After taking the time to explore things—like how money actually made me feel, what emotions it evoked, what I learned from my parents around money, the role money played in my house as a child, what my relationship with money was, how I used money—I discovered and recognized my own money story.
I started to uncover my true values. I realized how I was spending my time and how my money wasn’t in line with the most important things to me, and that the last thing I needed was more personal finance information. My soul was seeking more than “how to save more” and “how to invest more.”
I believe when we understand our relationship with money and know what’s important to us, our entire framework around finances changes in a healthy manner. It’s there, from that healthy space, that we can experience financial independence.
What’s the worst money advice you’ve ever received?
Anything that starts out with “if you wanna double your money quickly, do this…” For many, getting rich quickly has always been this cool, sexy aspiration. It seems as though, with our emerging love for instant gratification—thanks social media!—making money and doubling your money isn’t good to do if it takes time. Instead, we obsess over finding ways, strategies, and programs—you name it—that promise to get you rich quickly.
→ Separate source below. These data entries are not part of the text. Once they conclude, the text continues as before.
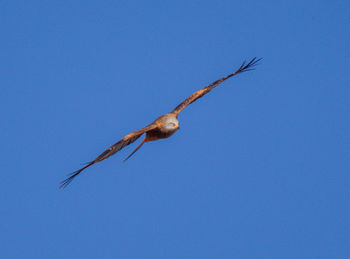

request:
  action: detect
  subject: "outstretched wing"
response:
[172,57,261,115]
[60,123,157,189]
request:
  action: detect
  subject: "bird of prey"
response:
[60,58,261,188]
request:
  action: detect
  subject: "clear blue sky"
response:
[0,0,350,258]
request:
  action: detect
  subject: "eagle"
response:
[60,57,261,188]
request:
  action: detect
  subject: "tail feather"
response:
[60,160,96,189]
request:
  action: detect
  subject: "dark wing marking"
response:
[60,123,157,189]
[172,57,261,115]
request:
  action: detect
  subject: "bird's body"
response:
[145,113,179,142]
[60,58,260,188]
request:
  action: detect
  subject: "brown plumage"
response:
[60,58,261,188]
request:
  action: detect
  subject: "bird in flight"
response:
[60,57,261,188]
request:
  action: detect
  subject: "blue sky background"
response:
[0,0,350,258]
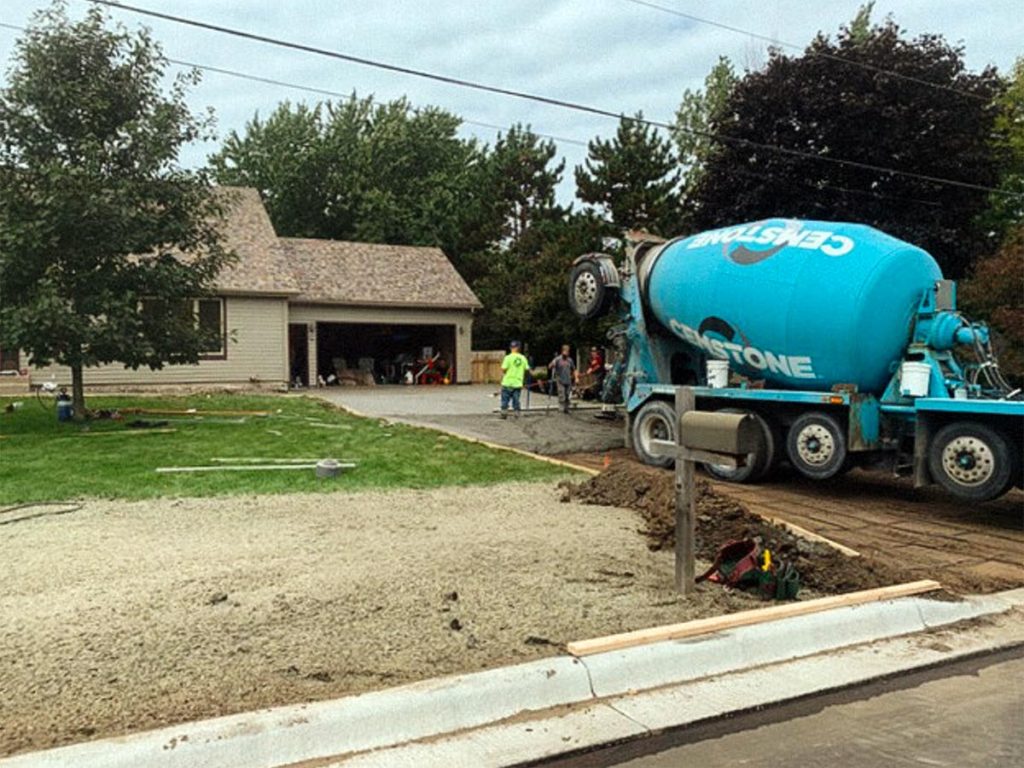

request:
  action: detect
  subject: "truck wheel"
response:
[703,408,775,482]
[785,412,847,480]
[928,421,1015,502]
[633,400,676,467]
[569,261,611,319]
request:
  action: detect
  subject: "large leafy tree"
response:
[688,12,1001,278]
[210,95,498,273]
[959,227,1024,386]
[980,57,1024,242]
[575,113,679,234]
[0,3,229,417]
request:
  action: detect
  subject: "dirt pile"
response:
[561,462,907,594]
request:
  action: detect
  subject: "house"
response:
[22,188,481,387]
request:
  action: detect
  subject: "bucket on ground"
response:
[899,360,932,397]
[57,398,75,421]
[708,360,729,389]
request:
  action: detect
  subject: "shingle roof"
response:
[216,186,299,295]
[279,238,482,309]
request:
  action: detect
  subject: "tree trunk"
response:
[71,362,85,421]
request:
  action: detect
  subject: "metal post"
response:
[676,387,696,595]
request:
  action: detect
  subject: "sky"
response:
[0,0,1024,198]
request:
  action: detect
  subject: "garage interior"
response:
[316,323,457,384]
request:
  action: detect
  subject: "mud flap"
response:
[913,412,935,488]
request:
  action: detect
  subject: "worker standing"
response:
[501,341,529,419]
[548,344,580,414]
[586,347,604,399]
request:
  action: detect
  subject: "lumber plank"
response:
[157,462,355,474]
[757,513,860,557]
[77,427,178,437]
[565,579,942,656]
[121,408,270,416]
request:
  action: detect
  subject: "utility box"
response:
[679,411,761,456]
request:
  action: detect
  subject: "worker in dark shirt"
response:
[548,344,580,414]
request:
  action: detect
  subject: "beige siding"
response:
[289,304,473,384]
[31,296,288,386]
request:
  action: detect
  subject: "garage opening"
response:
[288,323,309,387]
[316,323,457,384]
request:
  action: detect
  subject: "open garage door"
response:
[316,323,461,384]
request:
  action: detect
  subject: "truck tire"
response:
[928,421,1016,502]
[569,260,613,319]
[785,411,847,480]
[633,400,676,467]
[703,408,776,483]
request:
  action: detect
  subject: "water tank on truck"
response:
[637,219,942,393]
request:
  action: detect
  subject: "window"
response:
[141,299,227,359]
[195,299,226,356]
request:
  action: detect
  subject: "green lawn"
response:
[0,395,566,504]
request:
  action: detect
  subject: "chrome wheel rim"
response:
[942,435,995,485]
[573,272,597,311]
[797,424,836,467]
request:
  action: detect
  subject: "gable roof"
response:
[216,186,299,296]
[279,238,482,309]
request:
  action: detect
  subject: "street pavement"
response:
[545,647,1024,768]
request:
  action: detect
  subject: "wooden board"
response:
[121,408,270,416]
[754,513,860,557]
[77,427,178,437]
[566,580,942,656]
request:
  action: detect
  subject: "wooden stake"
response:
[566,580,942,656]
[675,387,696,595]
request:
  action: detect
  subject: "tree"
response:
[672,56,739,204]
[472,125,571,346]
[980,57,1024,243]
[575,113,679,234]
[687,16,1001,278]
[959,227,1024,386]
[0,3,230,418]
[487,123,565,250]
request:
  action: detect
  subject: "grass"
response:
[0,395,566,505]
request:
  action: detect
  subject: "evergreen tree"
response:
[575,113,679,236]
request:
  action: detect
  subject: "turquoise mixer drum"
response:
[638,219,942,393]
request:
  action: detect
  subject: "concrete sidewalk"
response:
[0,590,1024,768]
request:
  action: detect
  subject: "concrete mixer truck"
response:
[568,219,1024,501]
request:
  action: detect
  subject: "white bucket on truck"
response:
[708,360,729,389]
[899,361,932,397]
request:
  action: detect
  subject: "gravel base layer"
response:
[0,483,760,755]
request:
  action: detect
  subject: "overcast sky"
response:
[0,0,1024,202]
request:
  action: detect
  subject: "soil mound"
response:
[560,462,906,594]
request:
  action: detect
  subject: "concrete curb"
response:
[0,589,1024,768]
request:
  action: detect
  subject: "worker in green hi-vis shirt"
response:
[502,341,529,419]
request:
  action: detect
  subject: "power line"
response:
[0,16,942,214]
[168,60,589,146]
[625,0,988,101]
[89,0,1021,197]
[0,22,590,147]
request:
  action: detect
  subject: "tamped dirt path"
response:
[560,450,1024,592]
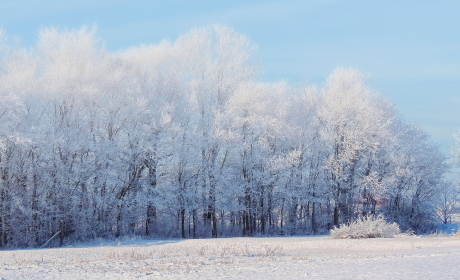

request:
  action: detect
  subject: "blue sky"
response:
[0,0,460,158]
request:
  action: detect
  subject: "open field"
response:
[0,235,460,280]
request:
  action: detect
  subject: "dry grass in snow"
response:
[0,236,460,279]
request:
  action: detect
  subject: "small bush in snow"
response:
[331,215,401,239]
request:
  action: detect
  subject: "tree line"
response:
[0,25,448,248]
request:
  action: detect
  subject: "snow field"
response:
[0,235,460,280]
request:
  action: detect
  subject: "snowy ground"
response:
[0,236,460,280]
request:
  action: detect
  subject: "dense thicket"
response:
[0,26,446,247]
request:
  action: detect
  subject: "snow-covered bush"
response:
[331,215,401,239]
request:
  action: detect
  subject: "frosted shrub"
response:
[331,215,401,239]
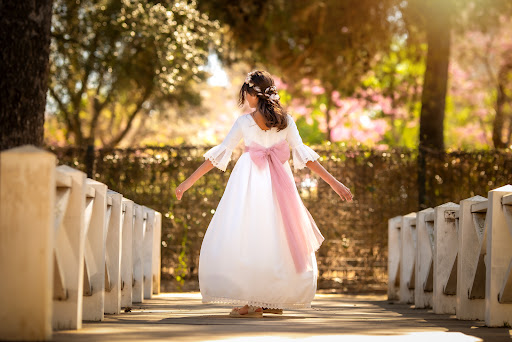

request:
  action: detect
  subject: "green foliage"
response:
[44,143,512,291]
[49,0,220,146]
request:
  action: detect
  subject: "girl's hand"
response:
[175,181,190,200]
[331,181,352,202]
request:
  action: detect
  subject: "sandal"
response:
[229,305,263,318]
[263,308,283,315]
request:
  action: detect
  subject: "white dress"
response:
[199,114,320,309]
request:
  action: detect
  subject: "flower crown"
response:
[244,71,280,102]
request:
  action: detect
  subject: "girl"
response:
[176,71,352,317]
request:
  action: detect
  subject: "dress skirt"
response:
[199,152,318,309]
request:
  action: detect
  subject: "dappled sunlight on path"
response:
[54,293,511,342]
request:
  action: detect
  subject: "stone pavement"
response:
[53,292,512,342]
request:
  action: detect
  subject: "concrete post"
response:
[432,202,459,314]
[53,165,86,330]
[485,185,512,327]
[414,208,434,309]
[142,207,155,299]
[388,216,402,300]
[132,204,146,303]
[456,196,487,320]
[82,178,107,321]
[0,145,56,341]
[399,213,417,304]
[121,198,134,308]
[104,190,123,314]
[153,211,162,294]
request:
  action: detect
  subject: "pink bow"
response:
[245,140,324,273]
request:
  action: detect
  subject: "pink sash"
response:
[245,140,324,273]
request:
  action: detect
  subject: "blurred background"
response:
[40,0,512,292]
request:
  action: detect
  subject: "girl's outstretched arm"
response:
[175,159,215,200]
[306,160,352,202]
[176,117,242,200]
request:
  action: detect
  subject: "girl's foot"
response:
[229,304,263,317]
[262,308,283,315]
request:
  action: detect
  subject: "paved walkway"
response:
[54,293,512,342]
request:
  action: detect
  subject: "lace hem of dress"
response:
[292,143,320,170]
[202,296,311,309]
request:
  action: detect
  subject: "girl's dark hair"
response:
[238,70,288,131]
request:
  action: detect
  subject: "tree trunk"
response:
[418,0,451,209]
[492,83,507,149]
[0,0,52,150]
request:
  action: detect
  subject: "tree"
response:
[50,0,219,147]
[199,0,398,140]
[0,0,52,150]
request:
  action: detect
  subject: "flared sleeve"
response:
[286,114,320,171]
[203,117,242,172]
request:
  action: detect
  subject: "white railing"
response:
[0,146,162,340]
[388,185,512,327]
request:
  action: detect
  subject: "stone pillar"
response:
[153,211,162,294]
[104,190,123,314]
[121,198,134,308]
[456,196,487,320]
[142,207,155,299]
[399,213,417,304]
[132,204,146,303]
[485,185,512,327]
[0,145,56,341]
[388,216,402,300]
[82,178,107,321]
[432,202,459,314]
[53,165,86,330]
[414,208,434,309]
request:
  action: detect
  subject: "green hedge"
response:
[48,144,512,291]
Not only is it bad advice when someone promises you instant or quick above-average returns, but it focuses us on the wrong things. Money wasn’t—and isn’t—the purpose of life. Sure, it is essential and makes life easier; however, when we are obsessing over how much money we need to make, we forget to do the very thing that makes life “rich” and enjoyable to live.
Let’s first find out what we want from this beautiful life, and then use appropriate and proven tools such as investing that have worked for decades to enjoy the process and stop fixating on the end. Because, when does the end really come? All we have is the process or the journey.
Would you rather receive a large sum of money all at once or a smaller amount regularly for life?
So many variables! Keeping it simple, leaving out taxes, time value or money, etc., I would take the lump sum. I would spend a little bit on my family and friends, take a couple of fantastic trips and then set up a smaller monthly income for life.